Oggi, esiste un interesse considerevole nei confronti della possibilità di sconfiggere il diabete ripristinando il numero di cellule beta nelle persone con la malattia. In teoria lo scopo può essere raggiunto in diversi modi. Il primo è il trapianto isole pancreatiche prelevate da un donatore clinicamente morto. Questa procedura funziona, ma il ricevente necessita di terapia immunosoppressiva con tutti i conseguenti rischi.

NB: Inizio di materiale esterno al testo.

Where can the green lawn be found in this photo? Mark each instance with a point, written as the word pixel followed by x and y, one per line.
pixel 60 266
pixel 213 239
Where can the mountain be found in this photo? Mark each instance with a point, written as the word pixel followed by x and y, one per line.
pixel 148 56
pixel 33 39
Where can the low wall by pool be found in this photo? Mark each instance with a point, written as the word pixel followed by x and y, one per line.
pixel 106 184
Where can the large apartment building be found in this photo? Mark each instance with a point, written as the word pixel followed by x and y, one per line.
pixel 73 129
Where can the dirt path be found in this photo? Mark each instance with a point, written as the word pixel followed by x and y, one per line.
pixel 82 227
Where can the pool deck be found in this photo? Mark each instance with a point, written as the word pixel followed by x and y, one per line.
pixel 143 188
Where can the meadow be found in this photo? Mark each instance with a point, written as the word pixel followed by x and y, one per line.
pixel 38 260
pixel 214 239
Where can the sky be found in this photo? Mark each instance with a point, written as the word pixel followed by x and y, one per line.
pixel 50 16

Un secondo sistema è quello di favorire la replicazione delle cellule beta residue. Al riguardo sono in corso studi su diversi approcci farmacologici. Il problema in questo caso sta alla base: nel diabete di tipo 1 dopo molti anni residuano poche cellule beta e promuoverne la replicazione senza fermare il meccanismo che porta alla loro distruzione rischia di causare una loro ulteriore diminuzione, poichè le cellule replicate sono più vulnerabili di quelle originali. Inoltre, l’induzione cronica della replicazione è un meccanismo che potrebbe potenzialmente favorire lo sviluppo di tumori.

La terza via è quella della rigenerazione delle cellule beta a partire dalle staminali, sia utilizzando quelle che già esistono sia creandone ex-novo. Questo è l’approccio meno sviluppato, sicuramente più controverso, ma che probabilmente alimenta le maggiori speranze.